Hari ini adalah hari dimana Bia dan Rai akan menikah. Silvi tak akan datang, dia akan menjaga Reva disini, terlebih lagi dia tak ingin melihat pernikahan orang yang dicintainya, takut tak bisa menahan diri dan malah mengungkapkan perasaannya.
"Lo nggak datang ke pernikahan Rai?" tanya Nathan membuyarkan lamunan Silvi yang tengah terduduk didepan ruangan Reva.
"Nggak, gue mau jagain Reva,"
"Itu jadi alasan lo buat nggak datang?, lo emang nggak mau datang kan?"
"Lo salah Nathan, itu bukan sebuah alasan, gue emang nggak mau ninggalin Reva disini,"
Tiga jam berlalu, jika dilihat dari jam saat ini Rai dan Bia pasti sudah selesai Ijab Qabul, satu tetes air mata Reva jatuh, namun segera dihapusnya. Lalu gadis itu melihat dari balik jendela ruang rawat Reva, dan air mata lagi-lagi jatuh di pipinya, kali ini air matanya untuk keadaan Reva.

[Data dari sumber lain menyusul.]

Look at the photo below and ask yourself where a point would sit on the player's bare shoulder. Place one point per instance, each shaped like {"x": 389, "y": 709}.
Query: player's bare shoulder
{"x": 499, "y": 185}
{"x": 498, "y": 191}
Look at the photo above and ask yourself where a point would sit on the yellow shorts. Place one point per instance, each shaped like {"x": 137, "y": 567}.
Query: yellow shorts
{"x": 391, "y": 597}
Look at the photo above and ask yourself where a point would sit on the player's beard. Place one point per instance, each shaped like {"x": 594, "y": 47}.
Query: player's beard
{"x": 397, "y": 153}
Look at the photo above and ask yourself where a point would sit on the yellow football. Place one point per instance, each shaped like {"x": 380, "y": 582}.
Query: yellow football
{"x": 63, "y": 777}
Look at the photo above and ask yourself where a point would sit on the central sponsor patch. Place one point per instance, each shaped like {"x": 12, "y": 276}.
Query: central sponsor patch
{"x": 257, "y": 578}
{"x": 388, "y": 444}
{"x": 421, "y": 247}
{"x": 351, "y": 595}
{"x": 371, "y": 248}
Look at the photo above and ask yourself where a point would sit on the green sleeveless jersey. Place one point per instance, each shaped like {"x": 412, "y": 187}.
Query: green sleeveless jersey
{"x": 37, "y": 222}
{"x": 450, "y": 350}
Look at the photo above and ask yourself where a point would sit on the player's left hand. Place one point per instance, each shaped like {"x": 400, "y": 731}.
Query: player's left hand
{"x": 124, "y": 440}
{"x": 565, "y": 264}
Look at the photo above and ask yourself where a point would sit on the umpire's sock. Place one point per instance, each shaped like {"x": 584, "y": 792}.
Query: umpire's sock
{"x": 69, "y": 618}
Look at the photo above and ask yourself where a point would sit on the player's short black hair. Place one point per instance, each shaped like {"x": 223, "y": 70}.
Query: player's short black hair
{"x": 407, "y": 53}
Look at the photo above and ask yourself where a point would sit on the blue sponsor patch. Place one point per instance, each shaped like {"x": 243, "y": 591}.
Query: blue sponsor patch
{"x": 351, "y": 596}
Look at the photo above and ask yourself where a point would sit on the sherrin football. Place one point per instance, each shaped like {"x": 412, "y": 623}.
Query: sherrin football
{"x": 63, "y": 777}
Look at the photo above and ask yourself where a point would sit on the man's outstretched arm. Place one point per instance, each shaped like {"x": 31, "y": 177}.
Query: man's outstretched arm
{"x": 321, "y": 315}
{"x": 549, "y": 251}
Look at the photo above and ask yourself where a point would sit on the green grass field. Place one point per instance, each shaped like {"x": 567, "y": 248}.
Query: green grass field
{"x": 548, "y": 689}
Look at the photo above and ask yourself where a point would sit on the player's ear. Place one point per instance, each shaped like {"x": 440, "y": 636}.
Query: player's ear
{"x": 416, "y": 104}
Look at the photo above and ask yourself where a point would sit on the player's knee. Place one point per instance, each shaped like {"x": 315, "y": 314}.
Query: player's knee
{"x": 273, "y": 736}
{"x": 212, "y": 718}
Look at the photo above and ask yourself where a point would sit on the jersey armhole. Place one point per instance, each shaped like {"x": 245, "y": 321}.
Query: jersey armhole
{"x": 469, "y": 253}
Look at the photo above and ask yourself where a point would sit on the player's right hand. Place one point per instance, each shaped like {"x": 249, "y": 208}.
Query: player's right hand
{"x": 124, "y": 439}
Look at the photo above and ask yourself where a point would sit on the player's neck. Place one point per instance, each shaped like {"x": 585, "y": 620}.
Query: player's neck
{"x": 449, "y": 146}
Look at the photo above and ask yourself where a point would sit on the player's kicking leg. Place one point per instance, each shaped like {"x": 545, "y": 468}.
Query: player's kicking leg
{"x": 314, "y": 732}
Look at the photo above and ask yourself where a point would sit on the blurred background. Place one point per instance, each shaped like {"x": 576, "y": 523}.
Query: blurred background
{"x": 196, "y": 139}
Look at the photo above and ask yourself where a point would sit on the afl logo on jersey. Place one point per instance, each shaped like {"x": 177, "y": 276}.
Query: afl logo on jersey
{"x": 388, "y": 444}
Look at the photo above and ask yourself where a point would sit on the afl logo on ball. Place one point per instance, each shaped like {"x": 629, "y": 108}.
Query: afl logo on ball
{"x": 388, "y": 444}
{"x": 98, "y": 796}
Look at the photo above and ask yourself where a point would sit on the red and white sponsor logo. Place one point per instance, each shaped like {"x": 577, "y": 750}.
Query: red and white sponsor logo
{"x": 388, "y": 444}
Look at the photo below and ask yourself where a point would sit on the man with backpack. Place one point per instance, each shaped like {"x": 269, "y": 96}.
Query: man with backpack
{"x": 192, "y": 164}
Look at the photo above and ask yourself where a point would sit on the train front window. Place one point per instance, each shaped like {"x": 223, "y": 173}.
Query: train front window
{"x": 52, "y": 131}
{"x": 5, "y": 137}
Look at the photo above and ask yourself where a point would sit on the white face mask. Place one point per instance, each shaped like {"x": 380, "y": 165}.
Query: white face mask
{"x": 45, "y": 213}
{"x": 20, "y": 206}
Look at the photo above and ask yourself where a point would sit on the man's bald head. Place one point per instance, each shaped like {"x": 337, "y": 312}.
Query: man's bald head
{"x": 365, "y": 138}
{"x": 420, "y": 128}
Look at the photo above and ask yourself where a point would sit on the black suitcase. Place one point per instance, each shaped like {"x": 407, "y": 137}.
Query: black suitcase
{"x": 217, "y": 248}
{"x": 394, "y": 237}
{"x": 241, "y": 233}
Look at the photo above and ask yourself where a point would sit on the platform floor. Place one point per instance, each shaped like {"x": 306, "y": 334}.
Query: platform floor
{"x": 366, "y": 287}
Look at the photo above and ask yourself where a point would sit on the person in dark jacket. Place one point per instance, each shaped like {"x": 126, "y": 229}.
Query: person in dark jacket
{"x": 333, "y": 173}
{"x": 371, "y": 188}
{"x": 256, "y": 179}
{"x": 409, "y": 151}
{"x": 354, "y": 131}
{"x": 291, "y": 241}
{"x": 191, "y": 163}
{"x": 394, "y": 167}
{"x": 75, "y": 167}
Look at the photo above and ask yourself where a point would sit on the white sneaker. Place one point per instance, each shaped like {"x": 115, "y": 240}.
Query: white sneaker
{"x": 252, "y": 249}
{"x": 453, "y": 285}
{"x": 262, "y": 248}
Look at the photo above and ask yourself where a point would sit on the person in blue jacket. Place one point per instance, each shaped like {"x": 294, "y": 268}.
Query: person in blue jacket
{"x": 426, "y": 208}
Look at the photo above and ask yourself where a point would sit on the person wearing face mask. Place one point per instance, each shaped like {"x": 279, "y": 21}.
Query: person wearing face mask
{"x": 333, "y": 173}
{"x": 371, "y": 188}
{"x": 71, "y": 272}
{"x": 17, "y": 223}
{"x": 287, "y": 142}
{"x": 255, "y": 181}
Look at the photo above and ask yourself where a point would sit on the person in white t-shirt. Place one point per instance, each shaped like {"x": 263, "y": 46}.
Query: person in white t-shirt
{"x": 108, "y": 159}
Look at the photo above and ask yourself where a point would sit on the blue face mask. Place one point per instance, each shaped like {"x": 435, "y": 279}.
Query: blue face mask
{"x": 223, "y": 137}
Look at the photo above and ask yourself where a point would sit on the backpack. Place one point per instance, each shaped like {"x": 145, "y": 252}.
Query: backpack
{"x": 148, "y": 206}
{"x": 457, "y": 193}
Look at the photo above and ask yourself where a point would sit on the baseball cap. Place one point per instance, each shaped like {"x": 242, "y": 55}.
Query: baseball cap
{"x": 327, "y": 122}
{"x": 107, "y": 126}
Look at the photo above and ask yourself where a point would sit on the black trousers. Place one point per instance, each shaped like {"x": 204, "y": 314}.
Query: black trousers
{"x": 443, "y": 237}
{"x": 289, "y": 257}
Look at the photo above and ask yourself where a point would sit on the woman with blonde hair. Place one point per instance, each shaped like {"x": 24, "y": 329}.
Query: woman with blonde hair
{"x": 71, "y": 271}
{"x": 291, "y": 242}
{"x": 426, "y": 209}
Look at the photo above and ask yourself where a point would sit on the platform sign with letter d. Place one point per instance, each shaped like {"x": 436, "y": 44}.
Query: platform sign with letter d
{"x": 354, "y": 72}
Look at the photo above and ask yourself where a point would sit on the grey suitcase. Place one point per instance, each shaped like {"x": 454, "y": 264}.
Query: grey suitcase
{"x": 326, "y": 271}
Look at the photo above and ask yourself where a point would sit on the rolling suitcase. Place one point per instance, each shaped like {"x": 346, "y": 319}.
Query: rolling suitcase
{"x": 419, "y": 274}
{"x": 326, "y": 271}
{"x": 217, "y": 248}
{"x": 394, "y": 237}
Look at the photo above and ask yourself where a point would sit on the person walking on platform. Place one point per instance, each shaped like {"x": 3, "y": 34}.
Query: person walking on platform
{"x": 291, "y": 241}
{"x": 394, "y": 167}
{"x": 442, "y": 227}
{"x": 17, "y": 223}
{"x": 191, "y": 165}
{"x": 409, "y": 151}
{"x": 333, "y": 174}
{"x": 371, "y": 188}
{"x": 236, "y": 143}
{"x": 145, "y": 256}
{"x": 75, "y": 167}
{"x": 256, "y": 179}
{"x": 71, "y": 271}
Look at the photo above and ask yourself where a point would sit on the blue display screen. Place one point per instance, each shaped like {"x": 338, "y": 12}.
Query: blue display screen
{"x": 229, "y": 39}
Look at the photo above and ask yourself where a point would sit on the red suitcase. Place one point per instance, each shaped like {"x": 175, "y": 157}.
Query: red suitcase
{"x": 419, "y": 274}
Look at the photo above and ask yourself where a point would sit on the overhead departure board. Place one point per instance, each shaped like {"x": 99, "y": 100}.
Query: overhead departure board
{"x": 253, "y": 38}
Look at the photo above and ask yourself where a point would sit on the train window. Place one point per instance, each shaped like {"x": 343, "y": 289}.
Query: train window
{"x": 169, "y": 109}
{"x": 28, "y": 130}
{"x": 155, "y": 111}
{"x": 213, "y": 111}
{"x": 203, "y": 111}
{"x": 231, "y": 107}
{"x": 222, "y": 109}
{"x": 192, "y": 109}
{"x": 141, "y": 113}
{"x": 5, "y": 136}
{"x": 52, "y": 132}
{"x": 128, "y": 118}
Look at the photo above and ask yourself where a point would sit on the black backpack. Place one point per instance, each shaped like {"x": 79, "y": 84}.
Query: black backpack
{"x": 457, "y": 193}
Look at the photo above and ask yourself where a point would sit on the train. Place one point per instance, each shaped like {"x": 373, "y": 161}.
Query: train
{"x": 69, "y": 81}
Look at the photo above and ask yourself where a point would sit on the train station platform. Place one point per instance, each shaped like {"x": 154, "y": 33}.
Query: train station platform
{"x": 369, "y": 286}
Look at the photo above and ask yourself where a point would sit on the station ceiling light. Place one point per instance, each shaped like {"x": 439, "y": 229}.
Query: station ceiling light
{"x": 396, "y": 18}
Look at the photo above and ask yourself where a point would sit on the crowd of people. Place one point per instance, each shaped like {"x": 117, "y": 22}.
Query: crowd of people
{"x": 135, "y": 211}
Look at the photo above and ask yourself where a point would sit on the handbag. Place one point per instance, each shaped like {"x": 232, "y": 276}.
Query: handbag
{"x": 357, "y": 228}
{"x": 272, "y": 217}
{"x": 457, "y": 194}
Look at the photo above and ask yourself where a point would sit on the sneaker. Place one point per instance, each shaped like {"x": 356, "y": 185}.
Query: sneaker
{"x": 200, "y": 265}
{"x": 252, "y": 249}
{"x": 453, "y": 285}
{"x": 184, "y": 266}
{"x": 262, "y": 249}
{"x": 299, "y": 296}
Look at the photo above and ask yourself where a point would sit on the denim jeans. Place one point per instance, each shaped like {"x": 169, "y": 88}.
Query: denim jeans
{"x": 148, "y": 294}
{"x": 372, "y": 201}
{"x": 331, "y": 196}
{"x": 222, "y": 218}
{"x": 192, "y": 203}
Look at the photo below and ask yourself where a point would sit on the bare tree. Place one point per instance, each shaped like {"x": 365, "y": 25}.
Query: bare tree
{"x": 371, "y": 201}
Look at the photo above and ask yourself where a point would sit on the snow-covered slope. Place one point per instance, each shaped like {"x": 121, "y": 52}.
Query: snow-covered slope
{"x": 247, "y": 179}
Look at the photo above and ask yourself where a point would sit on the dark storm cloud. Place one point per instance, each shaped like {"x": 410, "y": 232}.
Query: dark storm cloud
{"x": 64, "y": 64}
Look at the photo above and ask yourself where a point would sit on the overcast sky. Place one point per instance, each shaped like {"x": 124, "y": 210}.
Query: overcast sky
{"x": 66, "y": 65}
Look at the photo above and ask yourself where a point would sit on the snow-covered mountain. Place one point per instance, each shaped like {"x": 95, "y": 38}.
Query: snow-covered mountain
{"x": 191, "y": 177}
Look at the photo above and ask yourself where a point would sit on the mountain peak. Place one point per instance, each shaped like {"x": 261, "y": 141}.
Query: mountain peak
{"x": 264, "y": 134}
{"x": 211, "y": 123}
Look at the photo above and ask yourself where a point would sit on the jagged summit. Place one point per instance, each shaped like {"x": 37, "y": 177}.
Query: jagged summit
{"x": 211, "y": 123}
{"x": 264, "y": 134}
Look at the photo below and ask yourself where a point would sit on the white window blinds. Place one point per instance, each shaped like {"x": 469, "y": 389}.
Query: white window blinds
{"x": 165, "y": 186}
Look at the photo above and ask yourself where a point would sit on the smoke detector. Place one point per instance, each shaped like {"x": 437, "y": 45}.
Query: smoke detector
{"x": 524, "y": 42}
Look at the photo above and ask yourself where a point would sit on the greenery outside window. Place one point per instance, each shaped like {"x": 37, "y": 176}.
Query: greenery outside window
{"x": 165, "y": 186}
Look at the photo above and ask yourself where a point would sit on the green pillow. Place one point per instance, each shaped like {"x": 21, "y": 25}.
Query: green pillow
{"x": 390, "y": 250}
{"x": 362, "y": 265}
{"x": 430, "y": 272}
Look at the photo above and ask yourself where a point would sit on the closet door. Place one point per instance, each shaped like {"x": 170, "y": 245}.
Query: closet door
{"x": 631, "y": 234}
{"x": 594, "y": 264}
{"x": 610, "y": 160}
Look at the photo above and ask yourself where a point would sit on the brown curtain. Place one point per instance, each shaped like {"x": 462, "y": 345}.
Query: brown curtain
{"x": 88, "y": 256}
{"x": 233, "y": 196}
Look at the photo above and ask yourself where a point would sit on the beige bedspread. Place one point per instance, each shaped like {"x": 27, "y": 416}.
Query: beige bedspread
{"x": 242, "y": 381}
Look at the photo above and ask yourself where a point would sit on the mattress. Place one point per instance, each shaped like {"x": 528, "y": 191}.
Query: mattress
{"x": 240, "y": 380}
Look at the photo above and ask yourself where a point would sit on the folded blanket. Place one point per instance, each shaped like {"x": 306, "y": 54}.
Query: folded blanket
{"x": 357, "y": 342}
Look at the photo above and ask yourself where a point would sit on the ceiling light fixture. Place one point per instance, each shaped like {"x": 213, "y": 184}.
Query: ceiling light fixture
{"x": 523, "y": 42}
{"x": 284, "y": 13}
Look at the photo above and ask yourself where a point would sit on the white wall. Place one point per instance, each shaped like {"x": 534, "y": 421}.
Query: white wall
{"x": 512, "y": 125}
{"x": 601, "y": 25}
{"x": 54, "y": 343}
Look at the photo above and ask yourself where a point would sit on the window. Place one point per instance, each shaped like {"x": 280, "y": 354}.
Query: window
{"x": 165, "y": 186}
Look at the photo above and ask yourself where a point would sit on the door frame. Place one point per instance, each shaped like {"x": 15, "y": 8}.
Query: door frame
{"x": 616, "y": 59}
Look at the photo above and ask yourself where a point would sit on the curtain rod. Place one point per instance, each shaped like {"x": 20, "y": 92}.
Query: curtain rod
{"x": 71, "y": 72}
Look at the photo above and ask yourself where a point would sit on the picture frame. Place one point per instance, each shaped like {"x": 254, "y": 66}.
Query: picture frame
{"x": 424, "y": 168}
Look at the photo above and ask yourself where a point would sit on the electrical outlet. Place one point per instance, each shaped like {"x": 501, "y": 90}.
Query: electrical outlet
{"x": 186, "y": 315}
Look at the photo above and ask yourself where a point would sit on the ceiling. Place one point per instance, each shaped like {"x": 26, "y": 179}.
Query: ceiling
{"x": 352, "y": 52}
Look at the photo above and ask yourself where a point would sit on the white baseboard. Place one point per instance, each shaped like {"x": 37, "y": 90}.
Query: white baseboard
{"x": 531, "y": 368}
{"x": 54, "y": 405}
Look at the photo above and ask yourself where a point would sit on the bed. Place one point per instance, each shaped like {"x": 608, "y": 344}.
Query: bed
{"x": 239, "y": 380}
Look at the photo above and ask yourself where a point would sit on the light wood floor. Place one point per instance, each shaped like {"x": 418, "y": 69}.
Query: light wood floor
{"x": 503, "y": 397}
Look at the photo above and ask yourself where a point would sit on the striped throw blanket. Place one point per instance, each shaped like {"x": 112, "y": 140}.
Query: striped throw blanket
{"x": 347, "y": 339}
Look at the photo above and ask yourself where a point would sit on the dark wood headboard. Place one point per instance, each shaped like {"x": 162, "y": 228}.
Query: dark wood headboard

"Silvi," panggil seseorang yang ternyata adalah Sarah bersama Malik dan Dokter serta beberapa suster. Dokter dan Suster itu pun langsung masuk kedalam ruang rawat Reva dan mendorong ranjang Reva menuju ruang operasi.
"Ma, Reva udah dapat donor jantung?"
"Iya sayang, tadi pagi Dokter menghubungi mama bilang kalau ada pasien yang ingin mendonorkan jantungnya untuk Reva, perempuan itu juga sudah meninggal," Silvi mengangguk mengerti, dia tidak bertanya lebih dan langsung memanjatkan doa untuk Reva dalam hatinya.
"Kalian nggak pergi ke acara Rai dan Bia?" tanya Malik pada Nathan dan Silvi. Kompak keduanya menggeleng.
"Aku mau nungguin Reva, pa, disini,"
"Saya juga om, dan nggak mungkin juga saya ninggalin Silvi saat dia sedang bersedih," Malik dan Sarah pun tersenyum melihat perhatian Nathan pada putri mereka, setelah keadaan Reva membaik, mereka akan membahas tentang Nathan dan Silvi lagi, toh kedunaya sudah setuju untuk menikah.
Setelah berjam-jam menunggu, Dokter akhirnya keluar dan mengatakan semuanya berjalan lancar, kondisi Reva juga sudah stabil dan akan dipindahkan keruang rawat biasa.
"Besok akan ada seseorang yang menemui kalian, dia adalah kekasih dari perempuan yang mendonorkan jantungnya untuk Reva, biar dia yang menjelaskan semuanya," ujar Dokter.
Perlahan mata Reva terbuka, dia mengarahkan pandangannya ke jendela ruangan dan terlihat sudah pagi. Reva mengernyitkan dahinya bingung, dia dimana?, kenapa ruangan ini serba putih?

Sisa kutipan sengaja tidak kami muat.